Right before the election of President Obama in 2008, I gave a sermon extolling the power of religious identity, in particular, Jewish identity. It was a time when Americans were obsessed with identity politics (when are we not obsessed with identity politics?) and Jewish Americans particularly were obsessed with group survival and Israel (again, when are we not…).
Listen to the entire, unedited sermon here:
Here are some highlights:
America’s national identity always been clothed in religious symbolism and tied to liberal religious values, even as it has avoided tying itself to any one particular religion.
Imagine a world without identity, without banners and flags and logos. What a blissful world it would be. Imagine that world….
I feel a John Lennon song coming on…
It isn’t hard to do
Nothing to kill or die for
And no religion too
Imagine all the people
Living life in peace.
Oh, God, no religion. Wouldn’t that be great! I’d be out of a job! But, hey, a small tradeoff for no religious wars. The State Department estimates that 70-80 percent of the world’s conflicts are based on religion. No Iranian apocalyptic fantasies, no Hamas, no Hezbollah. No intolerance. No PROBLEM!
John Lennon’s “Imagine” was chosen by Rolling Stone in 2004 as the third greatest song of all time. That great Lennonista Jimmy Carter, once said, “In many countries around the world… you hear John Lennon’s song ‘Imagine’ used almost equally with national anthems.”
But you don’t hear it on the victor’s stand at the Olympics.
Imagine no Olympics. No national anthems, no flags, no teary-eyed skaters to root for.
On the other hand, Imagine having nothing worth living for, nothing worth dying for – nothing worth praying for. Imagine having no home, no place where you belong, no place to return to when your life has fallen apart, when you’ve gotten a horrible report from the doctor or you’ve lost your job, or your investments are suddenly worthless or a loved one has suddenly died.
National identity matters. Religious identity matters too. We all need a home.
Imagine being a Jew without Israel at the core of our religious identity. Whatever our feelings about the government, we always pray for Israel. But this year, how can we not look over at that flag without some trepidation?
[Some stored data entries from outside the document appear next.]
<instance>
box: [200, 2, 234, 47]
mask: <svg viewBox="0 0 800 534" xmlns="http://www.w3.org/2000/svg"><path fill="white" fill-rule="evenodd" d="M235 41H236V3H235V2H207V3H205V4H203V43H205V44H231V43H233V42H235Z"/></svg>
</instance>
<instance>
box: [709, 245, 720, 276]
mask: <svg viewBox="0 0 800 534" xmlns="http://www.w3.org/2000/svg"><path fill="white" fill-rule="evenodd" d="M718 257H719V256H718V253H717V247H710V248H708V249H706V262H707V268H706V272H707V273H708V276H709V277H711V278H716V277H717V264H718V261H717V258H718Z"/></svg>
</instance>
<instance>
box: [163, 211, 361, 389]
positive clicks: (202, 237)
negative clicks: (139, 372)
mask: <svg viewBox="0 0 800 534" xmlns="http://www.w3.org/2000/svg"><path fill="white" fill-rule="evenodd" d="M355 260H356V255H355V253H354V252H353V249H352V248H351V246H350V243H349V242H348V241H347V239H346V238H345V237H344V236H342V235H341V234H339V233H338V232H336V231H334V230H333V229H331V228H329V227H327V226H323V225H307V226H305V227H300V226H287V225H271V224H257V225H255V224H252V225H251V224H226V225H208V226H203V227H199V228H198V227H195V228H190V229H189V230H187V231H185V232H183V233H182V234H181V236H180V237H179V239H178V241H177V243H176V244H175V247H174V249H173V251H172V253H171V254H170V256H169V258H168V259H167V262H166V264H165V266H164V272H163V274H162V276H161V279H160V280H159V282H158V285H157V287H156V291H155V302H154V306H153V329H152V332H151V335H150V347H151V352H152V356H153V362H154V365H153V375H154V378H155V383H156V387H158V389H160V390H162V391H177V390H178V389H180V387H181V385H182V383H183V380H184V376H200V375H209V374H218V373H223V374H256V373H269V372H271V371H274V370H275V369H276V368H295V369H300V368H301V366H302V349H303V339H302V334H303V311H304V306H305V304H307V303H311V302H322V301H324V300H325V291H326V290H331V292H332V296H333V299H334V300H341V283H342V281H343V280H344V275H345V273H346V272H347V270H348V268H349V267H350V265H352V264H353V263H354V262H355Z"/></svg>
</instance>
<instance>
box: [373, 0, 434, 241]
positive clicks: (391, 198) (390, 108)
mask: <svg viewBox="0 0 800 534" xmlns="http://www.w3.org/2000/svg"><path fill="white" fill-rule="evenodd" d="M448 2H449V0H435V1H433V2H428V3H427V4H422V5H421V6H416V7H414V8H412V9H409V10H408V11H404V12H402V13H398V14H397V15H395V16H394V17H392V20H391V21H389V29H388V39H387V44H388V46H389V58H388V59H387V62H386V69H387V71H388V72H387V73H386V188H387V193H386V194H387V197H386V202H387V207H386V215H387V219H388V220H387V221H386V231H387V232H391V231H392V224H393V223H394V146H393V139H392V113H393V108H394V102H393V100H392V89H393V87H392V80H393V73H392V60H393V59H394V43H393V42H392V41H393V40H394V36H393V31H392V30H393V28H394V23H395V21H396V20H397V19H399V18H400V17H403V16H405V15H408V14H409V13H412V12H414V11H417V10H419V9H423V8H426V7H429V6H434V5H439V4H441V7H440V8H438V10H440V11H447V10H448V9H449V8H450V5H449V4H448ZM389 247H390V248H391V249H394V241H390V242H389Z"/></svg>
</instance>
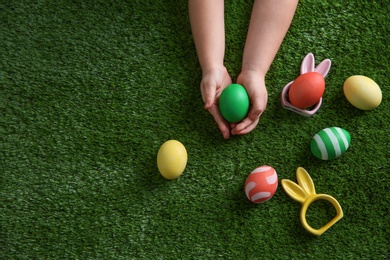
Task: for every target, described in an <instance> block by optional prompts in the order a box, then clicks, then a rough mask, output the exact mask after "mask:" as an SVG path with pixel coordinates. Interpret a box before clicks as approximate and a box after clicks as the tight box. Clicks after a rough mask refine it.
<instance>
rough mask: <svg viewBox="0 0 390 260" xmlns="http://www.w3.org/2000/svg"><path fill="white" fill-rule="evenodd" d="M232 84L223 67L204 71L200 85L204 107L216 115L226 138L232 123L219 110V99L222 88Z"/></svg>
mask: <svg viewBox="0 0 390 260" xmlns="http://www.w3.org/2000/svg"><path fill="white" fill-rule="evenodd" d="M230 84H232V80H231V78H230V75H229V73H228V71H227V70H226V68H225V67H222V68H217V69H212V70H209V71H207V72H204V73H203V78H202V82H201V85H200V90H201V92H202V98H203V102H204V103H205V105H204V108H205V109H207V110H208V111H209V112H210V114H211V115H212V116H213V117H214V120H215V121H216V122H217V124H218V127H219V130H220V131H221V133H222V135H223V137H224V138H225V139H228V138H229V137H230V125H229V123H228V122H227V121H226V120H225V119H223V117H222V115H221V113H220V112H219V107H218V100H219V96H220V95H221V92H222V90H224V89H225V88H226V87H227V86H228V85H230Z"/></svg>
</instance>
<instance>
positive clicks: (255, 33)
mask: <svg viewBox="0 0 390 260" xmlns="http://www.w3.org/2000/svg"><path fill="white" fill-rule="evenodd" d="M297 4H298V0H283V1H282V0H278V1H275V0H256V1H255V3H254V6H253V10H252V16H251V20H250V25H249V29H248V36H247V40H246V44H245V49H244V55H243V64H242V71H243V72H245V71H253V72H255V73H260V74H261V75H262V76H263V77H265V74H266V73H267V71H268V69H269V67H270V65H271V63H272V61H273V59H274V58H275V55H276V53H277V51H278V49H279V47H280V45H281V43H282V41H283V38H284V36H285V34H286V32H287V30H288V28H289V26H290V24H291V21H292V19H293V16H294V13H295V9H296V7H297Z"/></svg>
The world would be a far less beautiful and less interesting place to be without religious identity. It gives meaning to our lives; it is what connects us to our past and to our future. It gives us a home base, a warm place that will never reject us.
Remember the Huguenots? At one time there were far more members of this French reformed church in America than Jews. But they failed to maintain their distinctive culture, readily assimilating into the vanilla masses - and now a group with a proud history is no more. Imagine that happening to us. Imagine Jews becoming vanilla – or any flavor other than Rocky Road.
There’s the story of Goldstein who is running late for an important meeting. It seems like the entire borough of Manhattan is waiting for the same taxi and he could not afford to be late. So he’s standing there, desperate as eve; he’s a secular guy but in his desperation he whispers a prayer: “Dear Lord, if you find me a taxi, I’ll keep kosher, I’ll wear tefillin, I’ll double my gift to the synagogue appeal and go to shul every shabbos and festival.” Seconds later, out of nowhere, a bright yellow cab pulls up – right in front him. As he is stepping into it, Goldstein says: “You know what God, forget it. I found a taxi on my own.”
I wish I had a shekel for every time I sit with a family before a funeral and they tell me that the deceased was not religious but fiercely proud to be a Jew. For a long time I asked myself, without religion, how could they hold onto that fierce pride?
It is said that there only two things that will keep a Jew from coming to synagogue: bad weather… and good weather – but most also have no question as to the fact that they are Jews.
And so, albeit with some concerns, I emphatically acknowledge the power of identity.